Sooooo, June was a quiet month here for us. And we enjoyed the heck out of it. Taking the time to read and even sneak in a nap every now and then.
I made a quick trip to Maine early in the month, but I can’t reveal the reason just yet. Stay tuned for a surprise. Don’t ya just love a tease? I stayed at the Hartstone Inn in Camden. Michael and Mary Jo have a beautiful inn which you can see on their website here. Michael added these charming, rustic kitchen garden beds this year at the back of the inn. I had a few questions on their construction and Michael answered them in his blog here. Just scroll down to the May 12th entry.
Two years ago, I planted a Delphinium elatum ‘Green Twist’ in one of the garden beds at the back of the house. Apparently it is VERY happy as this is a bouquet from this 6’ giant perennial. Actually, it is half of the flowers on the plant. Impressive! Just after I cut this bouquet, we had a flood of rain and the rest of the blooms broke their stalks from the weight of the water.
The Sergeantsville Farmers Market has started up again. Here's a shot of just part of it.
The first week I bought summer squash, baby lettuces, garlic scapes, radishes AND I found a resource for organic pork and chickens and fresh eggs from Blue Jingler Farm. Blue jingler is a type of native stone found along the banks of the Delaware River separating NJ and Pennsylvania. It rings like a bell when you strike it was a hammer, hence its name. The owners, Jack and Cheryl live a couple of miles from us. Pig rules in our house so I’ve ordered a half for the fall. The chickens are pasture raised in large, open shelters and the eggs are head and shoulders above store bought. Chickens, by nature, are omnivores. That is what lends richness and flavor to their eggs and why organic store bought eggs, which are usually the product of a vegetarian diet for the hens, are not as tasty. Also, a recent study from Tufts University found eggs from flocks allowed to forage were up to 1/3 lower in cholesterol naturally. Cool!
They were screaming hot and Chris LOVED them…the radishes, that is. I just served them up straight from their refrigerator hot tub - cold tub? - with a pile of kosher salt. Thankfully, the salt takes a bit of the bite out of them. I also found a tasty and addictive recipe for radish spread here. A mouthful of summer…
The vendor selling the garlic scapes gave me a recipe for garlic scape "pesto." He offered it as a sauce for meats or egg dishes. I used it over grilled squid with some pasta. Make this as thick or runny as desired for the application. I added ladels of pasta water to the pan when I was tossing everything together until I liked the consistency.

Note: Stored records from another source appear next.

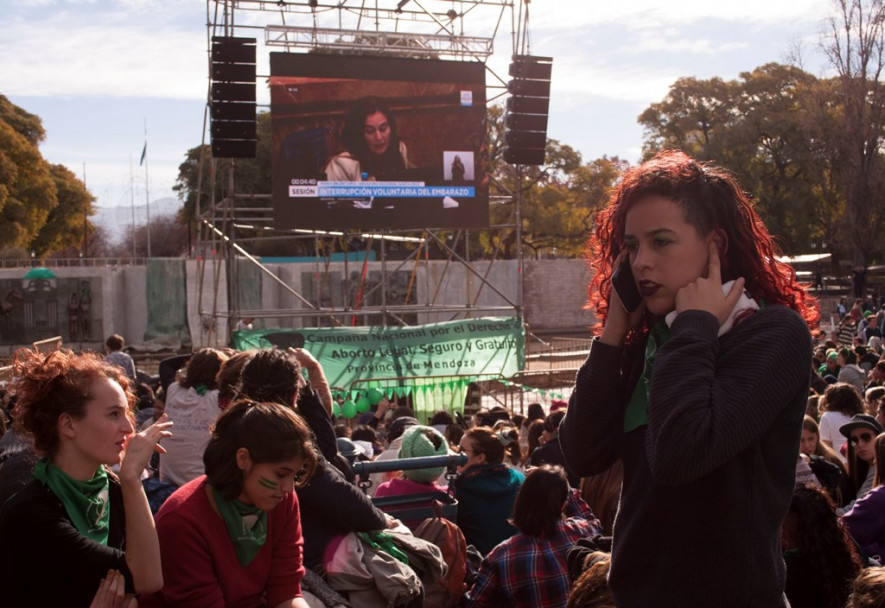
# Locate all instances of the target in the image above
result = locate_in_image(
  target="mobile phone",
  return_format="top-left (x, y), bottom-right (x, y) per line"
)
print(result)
top-left (611, 256), bottom-right (642, 313)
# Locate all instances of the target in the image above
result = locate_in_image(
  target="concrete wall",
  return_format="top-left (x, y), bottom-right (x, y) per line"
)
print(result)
top-left (524, 260), bottom-right (595, 333)
top-left (0, 257), bottom-right (595, 353)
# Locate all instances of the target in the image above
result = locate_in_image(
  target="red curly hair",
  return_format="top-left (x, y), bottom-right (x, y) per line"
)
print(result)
top-left (12, 348), bottom-right (135, 457)
top-left (586, 150), bottom-right (818, 341)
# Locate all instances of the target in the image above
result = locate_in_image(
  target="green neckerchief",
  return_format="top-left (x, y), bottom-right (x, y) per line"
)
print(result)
top-left (33, 458), bottom-right (110, 545)
top-left (624, 320), bottom-right (671, 433)
top-left (358, 531), bottom-right (410, 565)
top-left (211, 487), bottom-right (268, 567)
top-left (194, 383), bottom-right (208, 396)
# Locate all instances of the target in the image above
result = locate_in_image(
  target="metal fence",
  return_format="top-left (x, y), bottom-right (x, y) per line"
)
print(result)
top-left (0, 258), bottom-right (150, 269)
top-left (525, 335), bottom-right (592, 371)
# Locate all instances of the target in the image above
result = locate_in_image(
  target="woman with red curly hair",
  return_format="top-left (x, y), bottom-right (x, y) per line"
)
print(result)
top-left (560, 150), bottom-right (818, 607)
top-left (0, 348), bottom-right (172, 607)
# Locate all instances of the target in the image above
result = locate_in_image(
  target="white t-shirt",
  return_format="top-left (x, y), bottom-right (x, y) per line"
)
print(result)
top-left (159, 382), bottom-right (221, 486)
top-left (818, 410), bottom-right (853, 463)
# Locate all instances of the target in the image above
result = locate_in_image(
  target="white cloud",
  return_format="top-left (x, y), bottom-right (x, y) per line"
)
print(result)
top-left (2, 1), bottom-right (206, 99)
top-left (623, 36), bottom-right (748, 56)
top-left (529, 0), bottom-right (832, 30)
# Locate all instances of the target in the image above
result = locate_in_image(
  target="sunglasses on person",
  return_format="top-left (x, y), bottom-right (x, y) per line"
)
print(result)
top-left (850, 432), bottom-right (875, 446)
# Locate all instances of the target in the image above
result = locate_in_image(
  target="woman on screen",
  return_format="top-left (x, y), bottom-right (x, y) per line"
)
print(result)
top-left (324, 96), bottom-right (411, 182)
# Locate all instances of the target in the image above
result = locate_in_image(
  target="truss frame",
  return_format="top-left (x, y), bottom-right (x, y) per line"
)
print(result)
top-left (197, 0), bottom-right (539, 346)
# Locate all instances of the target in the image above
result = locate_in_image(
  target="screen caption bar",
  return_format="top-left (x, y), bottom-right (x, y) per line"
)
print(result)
top-left (289, 181), bottom-right (475, 198)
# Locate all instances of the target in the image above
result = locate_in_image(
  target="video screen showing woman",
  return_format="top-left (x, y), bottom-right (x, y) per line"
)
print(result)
top-left (270, 53), bottom-right (488, 231)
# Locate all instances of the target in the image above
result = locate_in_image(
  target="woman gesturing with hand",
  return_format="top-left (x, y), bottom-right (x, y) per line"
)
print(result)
top-left (560, 151), bottom-right (818, 608)
top-left (0, 348), bottom-right (172, 607)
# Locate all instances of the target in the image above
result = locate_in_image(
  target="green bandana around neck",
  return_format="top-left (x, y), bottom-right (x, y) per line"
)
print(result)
top-left (33, 458), bottom-right (110, 545)
top-left (623, 320), bottom-right (671, 433)
top-left (194, 383), bottom-right (208, 396)
top-left (211, 486), bottom-right (268, 567)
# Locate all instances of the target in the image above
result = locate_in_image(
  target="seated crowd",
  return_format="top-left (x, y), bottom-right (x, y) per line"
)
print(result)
top-left (2, 331), bottom-right (885, 607)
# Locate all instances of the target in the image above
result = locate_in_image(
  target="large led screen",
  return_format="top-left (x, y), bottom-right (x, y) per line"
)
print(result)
top-left (270, 53), bottom-right (488, 231)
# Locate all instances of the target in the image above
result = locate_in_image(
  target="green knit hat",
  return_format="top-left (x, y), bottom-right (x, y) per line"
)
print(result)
top-left (397, 425), bottom-right (449, 484)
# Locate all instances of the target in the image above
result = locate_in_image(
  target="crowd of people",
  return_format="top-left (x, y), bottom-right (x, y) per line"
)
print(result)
top-left (0, 342), bottom-right (616, 607)
top-left (3, 343), bottom-right (885, 607)
top-left (4, 151), bottom-right (885, 607)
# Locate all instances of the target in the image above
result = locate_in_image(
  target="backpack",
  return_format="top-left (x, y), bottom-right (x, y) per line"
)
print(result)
top-left (413, 516), bottom-right (467, 608)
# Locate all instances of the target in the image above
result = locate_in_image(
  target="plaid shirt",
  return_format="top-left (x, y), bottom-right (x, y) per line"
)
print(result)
top-left (463, 491), bottom-right (600, 608)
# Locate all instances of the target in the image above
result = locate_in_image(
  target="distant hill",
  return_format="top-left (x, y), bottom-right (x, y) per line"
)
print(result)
top-left (93, 197), bottom-right (182, 243)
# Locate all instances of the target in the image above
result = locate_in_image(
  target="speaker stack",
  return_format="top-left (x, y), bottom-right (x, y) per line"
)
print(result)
top-left (503, 55), bottom-right (552, 166)
top-left (210, 36), bottom-right (257, 158)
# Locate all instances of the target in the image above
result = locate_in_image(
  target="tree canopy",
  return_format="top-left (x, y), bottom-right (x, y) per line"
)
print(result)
top-left (0, 94), bottom-right (96, 257)
top-left (638, 50), bottom-right (885, 265)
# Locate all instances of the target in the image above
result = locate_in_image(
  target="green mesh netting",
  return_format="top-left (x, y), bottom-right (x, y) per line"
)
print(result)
top-left (144, 259), bottom-right (191, 347)
top-left (235, 257), bottom-right (263, 313)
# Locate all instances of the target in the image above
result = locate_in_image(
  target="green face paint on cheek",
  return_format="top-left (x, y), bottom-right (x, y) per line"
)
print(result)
top-left (258, 476), bottom-right (278, 490)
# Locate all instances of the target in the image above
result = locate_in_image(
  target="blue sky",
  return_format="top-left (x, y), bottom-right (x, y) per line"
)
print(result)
top-left (2, 0), bottom-right (835, 213)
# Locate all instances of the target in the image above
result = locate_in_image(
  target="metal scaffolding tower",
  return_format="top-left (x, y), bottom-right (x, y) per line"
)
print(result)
top-left (196, 0), bottom-right (538, 345)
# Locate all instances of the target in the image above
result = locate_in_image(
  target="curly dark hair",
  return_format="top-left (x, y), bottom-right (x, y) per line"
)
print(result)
top-left (784, 484), bottom-right (862, 608)
top-left (821, 383), bottom-right (865, 417)
top-left (585, 150), bottom-right (818, 341)
top-left (12, 348), bottom-right (135, 456)
top-left (239, 349), bottom-right (305, 408)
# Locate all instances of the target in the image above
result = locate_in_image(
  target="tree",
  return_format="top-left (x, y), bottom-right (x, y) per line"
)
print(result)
top-left (817, 0), bottom-right (885, 266)
top-left (475, 104), bottom-right (626, 259)
top-left (0, 94), bottom-right (45, 147)
top-left (52, 224), bottom-right (113, 260)
top-left (639, 76), bottom-right (737, 160)
top-left (31, 164), bottom-right (96, 256)
top-left (638, 65), bottom-right (831, 255)
top-left (727, 63), bottom-right (822, 253)
top-left (0, 94), bottom-right (100, 257)
top-left (0, 97), bottom-right (56, 250)
top-left (123, 215), bottom-right (189, 258)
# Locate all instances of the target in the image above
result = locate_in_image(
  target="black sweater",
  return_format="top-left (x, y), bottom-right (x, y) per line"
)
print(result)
top-left (560, 306), bottom-right (811, 607)
top-left (0, 475), bottom-right (132, 607)
top-left (292, 385), bottom-right (388, 569)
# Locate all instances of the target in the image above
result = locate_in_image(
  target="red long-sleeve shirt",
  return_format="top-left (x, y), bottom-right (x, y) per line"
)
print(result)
top-left (141, 476), bottom-right (304, 608)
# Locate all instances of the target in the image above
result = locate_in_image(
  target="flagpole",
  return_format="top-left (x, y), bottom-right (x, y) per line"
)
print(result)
top-left (143, 118), bottom-right (152, 258)
top-left (82, 162), bottom-right (87, 261)
top-left (129, 154), bottom-right (137, 260)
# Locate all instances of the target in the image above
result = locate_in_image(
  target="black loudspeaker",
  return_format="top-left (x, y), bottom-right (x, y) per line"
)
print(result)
top-left (210, 36), bottom-right (257, 159)
top-left (503, 55), bottom-right (552, 166)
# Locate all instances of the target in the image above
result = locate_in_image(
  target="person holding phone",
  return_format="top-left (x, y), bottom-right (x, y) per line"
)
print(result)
top-left (559, 150), bottom-right (819, 607)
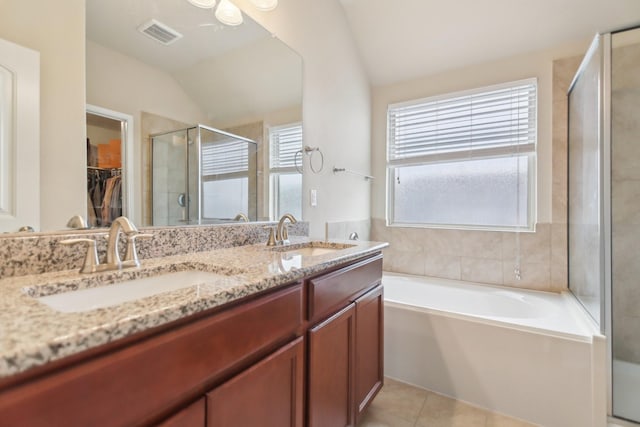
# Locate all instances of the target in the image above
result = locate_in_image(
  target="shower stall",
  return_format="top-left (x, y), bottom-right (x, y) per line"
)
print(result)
top-left (568, 26), bottom-right (640, 423)
top-left (150, 124), bottom-right (257, 226)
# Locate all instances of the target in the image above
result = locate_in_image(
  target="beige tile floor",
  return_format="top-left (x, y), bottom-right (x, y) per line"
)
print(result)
top-left (358, 378), bottom-right (537, 427)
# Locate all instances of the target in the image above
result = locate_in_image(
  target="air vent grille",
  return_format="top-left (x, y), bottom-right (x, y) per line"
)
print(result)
top-left (137, 19), bottom-right (183, 45)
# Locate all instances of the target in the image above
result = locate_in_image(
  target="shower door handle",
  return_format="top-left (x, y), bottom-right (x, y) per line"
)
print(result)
top-left (177, 193), bottom-right (191, 207)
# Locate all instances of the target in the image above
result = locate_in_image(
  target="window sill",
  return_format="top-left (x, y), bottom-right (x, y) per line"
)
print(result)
top-left (386, 221), bottom-right (537, 233)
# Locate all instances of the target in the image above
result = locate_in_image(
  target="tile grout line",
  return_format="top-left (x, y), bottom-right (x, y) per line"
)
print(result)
top-left (412, 392), bottom-right (429, 427)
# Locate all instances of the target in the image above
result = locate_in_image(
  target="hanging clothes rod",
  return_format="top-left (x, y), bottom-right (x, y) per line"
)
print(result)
top-left (332, 167), bottom-right (375, 181)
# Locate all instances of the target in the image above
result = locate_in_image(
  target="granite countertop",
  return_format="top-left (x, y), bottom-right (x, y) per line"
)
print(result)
top-left (0, 238), bottom-right (387, 379)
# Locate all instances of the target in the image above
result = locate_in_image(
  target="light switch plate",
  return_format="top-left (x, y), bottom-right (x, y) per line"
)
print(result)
top-left (310, 189), bottom-right (317, 207)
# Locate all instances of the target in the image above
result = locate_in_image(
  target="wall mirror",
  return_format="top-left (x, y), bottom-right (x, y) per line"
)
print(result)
top-left (85, 0), bottom-right (303, 228)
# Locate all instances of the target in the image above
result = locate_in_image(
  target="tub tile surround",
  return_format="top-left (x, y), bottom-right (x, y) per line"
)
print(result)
top-left (326, 218), bottom-right (371, 241)
top-left (358, 378), bottom-right (536, 427)
top-left (372, 55), bottom-right (583, 294)
top-left (373, 219), bottom-right (557, 291)
top-left (0, 233), bottom-right (385, 378)
top-left (0, 222), bottom-right (309, 280)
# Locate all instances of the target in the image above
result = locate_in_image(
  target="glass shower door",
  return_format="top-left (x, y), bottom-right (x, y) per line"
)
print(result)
top-left (151, 129), bottom-right (189, 226)
top-left (568, 35), bottom-right (604, 324)
top-left (611, 26), bottom-right (640, 424)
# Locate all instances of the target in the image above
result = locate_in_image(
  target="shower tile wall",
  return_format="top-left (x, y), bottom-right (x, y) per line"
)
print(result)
top-left (141, 112), bottom-right (190, 225)
top-left (370, 56), bottom-right (582, 293)
top-left (611, 40), bottom-right (640, 364)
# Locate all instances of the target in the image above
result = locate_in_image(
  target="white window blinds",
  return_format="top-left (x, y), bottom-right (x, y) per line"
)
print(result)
top-left (388, 79), bottom-right (537, 166)
top-left (270, 123), bottom-right (303, 171)
top-left (201, 140), bottom-right (249, 176)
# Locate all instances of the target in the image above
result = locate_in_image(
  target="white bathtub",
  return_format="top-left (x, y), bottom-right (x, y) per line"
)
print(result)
top-left (383, 272), bottom-right (607, 427)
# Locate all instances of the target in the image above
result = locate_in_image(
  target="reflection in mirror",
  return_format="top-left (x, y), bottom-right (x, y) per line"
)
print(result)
top-left (85, 0), bottom-right (303, 229)
top-left (269, 123), bottom-right (303, 219)
top-left (151, 125), bottom-right (257, 225)
top-left (86, 109), bottom-right (130, 228)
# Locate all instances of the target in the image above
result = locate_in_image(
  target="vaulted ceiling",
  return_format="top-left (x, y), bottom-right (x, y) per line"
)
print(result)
top-left (338, 0), bottom-right (640, 85)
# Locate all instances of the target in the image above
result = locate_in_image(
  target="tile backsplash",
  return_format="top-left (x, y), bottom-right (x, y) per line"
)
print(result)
top-left (0, 222), bottom-right (309, 280)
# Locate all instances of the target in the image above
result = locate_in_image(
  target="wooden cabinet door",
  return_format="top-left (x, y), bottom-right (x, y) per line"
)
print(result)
top-left (207, 337), bottom-right (304, 427)
top-left (354, 285), bottom-right (383, 423)
top-left (157, 398), bottom-right (205, 427)
top-left (307, 304), bottom-right (356, 427)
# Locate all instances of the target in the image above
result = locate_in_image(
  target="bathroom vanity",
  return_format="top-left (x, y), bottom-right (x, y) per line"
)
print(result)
top-left (0, 240), bottom-right (384, 427)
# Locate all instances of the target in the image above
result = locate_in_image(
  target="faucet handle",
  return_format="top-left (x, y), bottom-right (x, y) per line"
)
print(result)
top-left (264, 226), bottom-right (277, 246)
top-left (123, 233), bottom-right (153, 267)
top-left (280, 224), bottom-right (290, 242)
top-left (61, 238), bottom-right (100, 274)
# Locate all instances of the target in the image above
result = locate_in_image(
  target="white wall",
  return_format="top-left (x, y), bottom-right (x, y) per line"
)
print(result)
top-left (371, 40), bottom-right (590, 225)
top-left (235, 0), bottom-right (372, 238)
top-left (0, 0), bottom-right (86, 231)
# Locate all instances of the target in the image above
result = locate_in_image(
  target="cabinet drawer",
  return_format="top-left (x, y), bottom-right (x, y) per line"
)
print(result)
top-left (308, 254), bottom-right (382, 324)
top-left (0, 283), bottom-right (303, 427)
top-left (207, 337), bottom-right (304, 427)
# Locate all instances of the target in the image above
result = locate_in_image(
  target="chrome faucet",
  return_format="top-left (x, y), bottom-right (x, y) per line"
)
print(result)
top-left (61, 216), bottom-right (152, 273)
top-left (276, 213), bottom-right (297, 245)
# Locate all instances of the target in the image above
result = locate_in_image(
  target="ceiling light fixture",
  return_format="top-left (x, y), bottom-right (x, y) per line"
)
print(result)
top-left (187, 0), bottom-right (217, 8)
top-left (186, 0), bottom-right (278, 26)
top-left (249, 0), bottom-right (278, 12)
top-left (214, 0), bottom-right (243, 26)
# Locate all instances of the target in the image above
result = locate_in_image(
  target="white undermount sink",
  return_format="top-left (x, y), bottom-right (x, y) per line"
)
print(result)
top-left (282, 247), bottom-right (341, 257)
top-left (36, 270), bottom-right (238, 313)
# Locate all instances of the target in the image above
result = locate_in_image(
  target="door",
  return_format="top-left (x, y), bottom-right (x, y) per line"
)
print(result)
top-left (307, 304), bottom-right (356, 427)
top-left (354, 285), bottom-right (384, 423)
top-left (0, 37), bottom-right (39, 232)
top-left (157, 399), bottom-right (205, 427)
top-left (207, 337), bottom-right (304, 427)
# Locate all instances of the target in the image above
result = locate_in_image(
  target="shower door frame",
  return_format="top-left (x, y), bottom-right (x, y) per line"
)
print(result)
top-left (567, 33), bottom-right (608, 332)
top-left (569, 27), bottom-right (640, 423)
top-left (567, 31), bottom-right (614, 418)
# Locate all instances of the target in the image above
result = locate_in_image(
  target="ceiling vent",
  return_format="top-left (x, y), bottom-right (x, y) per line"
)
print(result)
top-left (137, 19), bottom-right (183, 45)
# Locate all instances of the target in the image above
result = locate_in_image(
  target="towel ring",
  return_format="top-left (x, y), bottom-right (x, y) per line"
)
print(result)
top-left (308, 147), bottom-right (324, 174)
top-left (293, 146), bottom-right (324, 174)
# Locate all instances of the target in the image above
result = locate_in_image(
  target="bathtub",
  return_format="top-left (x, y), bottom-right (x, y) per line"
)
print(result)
top-left (383, 272), bottom-right (607, 427)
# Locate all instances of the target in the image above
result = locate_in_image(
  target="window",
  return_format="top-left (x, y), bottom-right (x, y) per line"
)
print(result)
top-left (387, 79), bottom-right (537, 230)
top-left (269, 123), bottom-right (303, 219)
top-left (201, 138), bottom-right (250, 219)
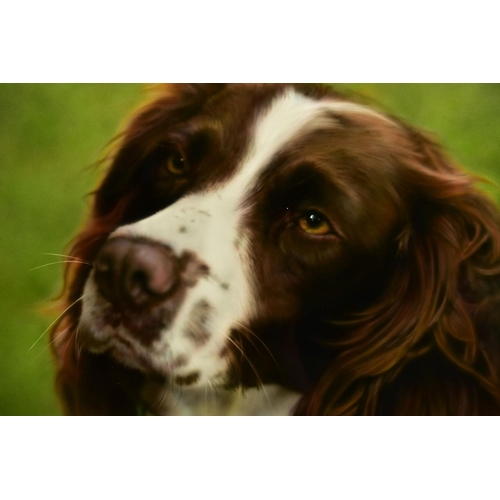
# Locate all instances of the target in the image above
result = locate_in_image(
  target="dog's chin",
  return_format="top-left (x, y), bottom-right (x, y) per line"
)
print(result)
top-left (77, 320), bottom-right (161, 374)
top-left (78, 318), bottom-right (231, 389)
top-left (110, 342), bottom-right (160, 375)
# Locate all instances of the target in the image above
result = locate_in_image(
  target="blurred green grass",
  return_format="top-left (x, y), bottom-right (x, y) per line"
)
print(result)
top-left (0, 84), bottom-right (499, 415)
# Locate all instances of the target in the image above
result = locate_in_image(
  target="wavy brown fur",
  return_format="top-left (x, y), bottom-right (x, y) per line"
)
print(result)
top-left (51, 84), bottom-right (500, 415)
top-left (296, 126), bottom-right (500, 415)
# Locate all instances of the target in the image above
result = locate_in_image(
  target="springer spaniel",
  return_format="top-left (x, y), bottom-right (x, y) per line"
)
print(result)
top-left (51, 84), bottom-right (500, 415)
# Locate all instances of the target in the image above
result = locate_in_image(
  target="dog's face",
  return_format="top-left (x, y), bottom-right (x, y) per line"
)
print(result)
top-left (77, 84), bottom-right (408, 389)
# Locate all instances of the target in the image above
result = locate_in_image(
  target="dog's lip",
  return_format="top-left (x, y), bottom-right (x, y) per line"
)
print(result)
top-left (77, 323), bottom-right (112, 353)
top-left (110, 336), bottom-right (138, 360)
top-left (80, 335), bottom-right (111, 353)
top-left (98, 305), bottom-right (167, 344)
top-left (78, 315), bottom-right (144, 357)
top-left (80, 307), bottom-right (167, 372)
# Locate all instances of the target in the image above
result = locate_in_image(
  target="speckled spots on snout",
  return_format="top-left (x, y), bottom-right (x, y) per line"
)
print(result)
top-left (172, 354), bottom-right (188, 369)
top-left (183, 300), bottom-right (212, 346)
top-left (174, 372), bottom-right (200, 386)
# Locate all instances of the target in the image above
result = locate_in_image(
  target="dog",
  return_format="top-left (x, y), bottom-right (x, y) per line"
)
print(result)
top-left (51, 83), bottom-right (500, 415)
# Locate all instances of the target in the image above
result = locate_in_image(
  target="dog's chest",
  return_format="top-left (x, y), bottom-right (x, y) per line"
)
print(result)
top-left (147, 384), bottom-right (301, 416)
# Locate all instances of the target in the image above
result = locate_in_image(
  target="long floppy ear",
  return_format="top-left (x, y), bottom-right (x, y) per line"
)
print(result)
top-left (50, 84), bottom-right (226, 415)
top-left (297, 126), bottom-right (500, 415)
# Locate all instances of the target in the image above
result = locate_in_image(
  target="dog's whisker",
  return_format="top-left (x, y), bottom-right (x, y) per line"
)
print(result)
top-left (35, 321), bottom-right (75, 359)
top-left (213, 327), bottom-right (272, 410)
top-left (75, 323), bottom-right (83, 359)
top-left (30, 260), bottom-right (91, 272)
top-left (151, 374), bottom-right (170, 414)
top-left (220, 335), bottom-right (274, 414)
top-left (42, 252), bottom-right (90, 264)
top-left (61, 324), bottom-right (77, 365)
top-left (27, 294), bottom-right (87, 353)
top-left (206, 378), bottom-right (216, 411)
top-left (231, 321), bottom-right (278, 367)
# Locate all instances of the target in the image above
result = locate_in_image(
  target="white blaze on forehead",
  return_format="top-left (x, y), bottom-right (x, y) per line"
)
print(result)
top-left (226, 88), bottom-right (333, 195)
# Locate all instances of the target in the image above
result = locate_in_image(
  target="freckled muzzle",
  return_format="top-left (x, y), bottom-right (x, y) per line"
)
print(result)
top-left (77, 190), bottom-right (254, 388)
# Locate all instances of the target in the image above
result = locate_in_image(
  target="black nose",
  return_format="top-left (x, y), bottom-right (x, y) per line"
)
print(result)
top-left (94, 237), bottom-right (177, 308)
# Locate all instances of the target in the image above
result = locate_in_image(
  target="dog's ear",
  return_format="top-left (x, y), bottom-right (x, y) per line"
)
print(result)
top-left (399, 128), bottom-right (500, 398)
top-left (51, 84), bottom-right (225, 415)
top-left (297, 127), bottom-right (500, 415)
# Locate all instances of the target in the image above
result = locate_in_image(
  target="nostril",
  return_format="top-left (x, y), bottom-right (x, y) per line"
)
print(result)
top-left (127, 269), bottom-right (151, 306)
top-left (125, 248), bottom-right (177, 303)
top-left (94, 257), bottom-right (112, 275)
top-left (130, 269), bottom-right (149, 289)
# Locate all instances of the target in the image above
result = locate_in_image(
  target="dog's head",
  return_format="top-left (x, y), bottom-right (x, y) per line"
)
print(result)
top-left (52, 84), bottom-right (500, 415)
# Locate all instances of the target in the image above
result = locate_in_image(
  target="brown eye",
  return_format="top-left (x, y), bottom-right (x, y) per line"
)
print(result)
top-left (298, 211), bottom-right (332, 236)
top-left (166, 151), bottom-right (188, 175)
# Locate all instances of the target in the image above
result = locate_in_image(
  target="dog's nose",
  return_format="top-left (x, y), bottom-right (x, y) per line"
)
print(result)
top-left (94, 237), bottom-right (177, 308)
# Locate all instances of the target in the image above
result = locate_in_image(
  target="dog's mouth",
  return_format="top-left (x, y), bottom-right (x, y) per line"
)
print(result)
top-left (109, 334), bottom-right (162, 374)
top-left (79, 320), bottom-right (180, 381)
top-left (102, 306), bottom-right (170, 344)
top-left (78, 296), bottom-right (176, 370)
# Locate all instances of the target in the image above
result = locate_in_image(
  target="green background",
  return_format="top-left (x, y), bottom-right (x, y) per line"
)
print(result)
top-left (1, 84), bottom-right (499, 415)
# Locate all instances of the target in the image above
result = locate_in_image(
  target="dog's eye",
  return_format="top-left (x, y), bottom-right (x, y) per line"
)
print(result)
top-left (166, 151), bottom-right (188, 175)
top-left (298, 211), bottom-right (332, 236)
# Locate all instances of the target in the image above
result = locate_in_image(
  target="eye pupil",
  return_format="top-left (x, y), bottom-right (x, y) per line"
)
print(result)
top-left (173, 154), bottom-right (184, 168)
top-left (166, 151), bottom-right (188, 175)
top-left (307, 213), bottom-right (322, 228)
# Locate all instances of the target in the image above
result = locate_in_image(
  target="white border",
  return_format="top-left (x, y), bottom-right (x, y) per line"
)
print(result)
top-left (1, 2), bottom-right (499, 82)
top-left (1, 418), bottom-right (498, 499)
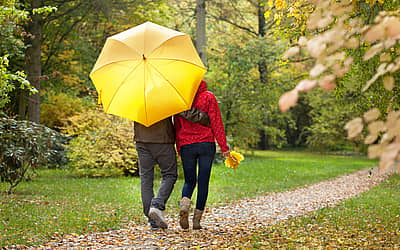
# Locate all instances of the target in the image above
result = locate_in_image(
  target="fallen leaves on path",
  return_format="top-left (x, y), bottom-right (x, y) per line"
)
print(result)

1 package of garlic scapes (about half a gallon size bag or 3 dozen scapes)
2 cloves garlic
handful of parsley leaves
handful of fresh basil leaves
2 t. kosher salt or to taste
whiz above in food processor to a reasonable mince. While motor running, add
half to 1 cup evoo
until consistency is what you like.
Fair Warning Escape Clause: THIS HAS AUTHORITY AND YOU WILL LOVE IT!!!!
You can see the bags of scapes in this picture...
Wendy’s mum and dad - “P” and “G” to their grandkids…no, I don‘t know why - have been visiting from England. We just call them Graham and Gwen. I must find out from Wendy how it comes to pass her father can deliver a most stirring grace before dinner - in LATIN! I felt really blessed! I volunteered to make the dessert for Katy when she and Michael had us all over for dinner. I decided on a fresh raspberry and blackberry tart with pastry cream and butter crust. The golden raspberries were a boon from the store and heavenly sweet. I just wish they had been organic, but that’s not going to happen at the local supermarket.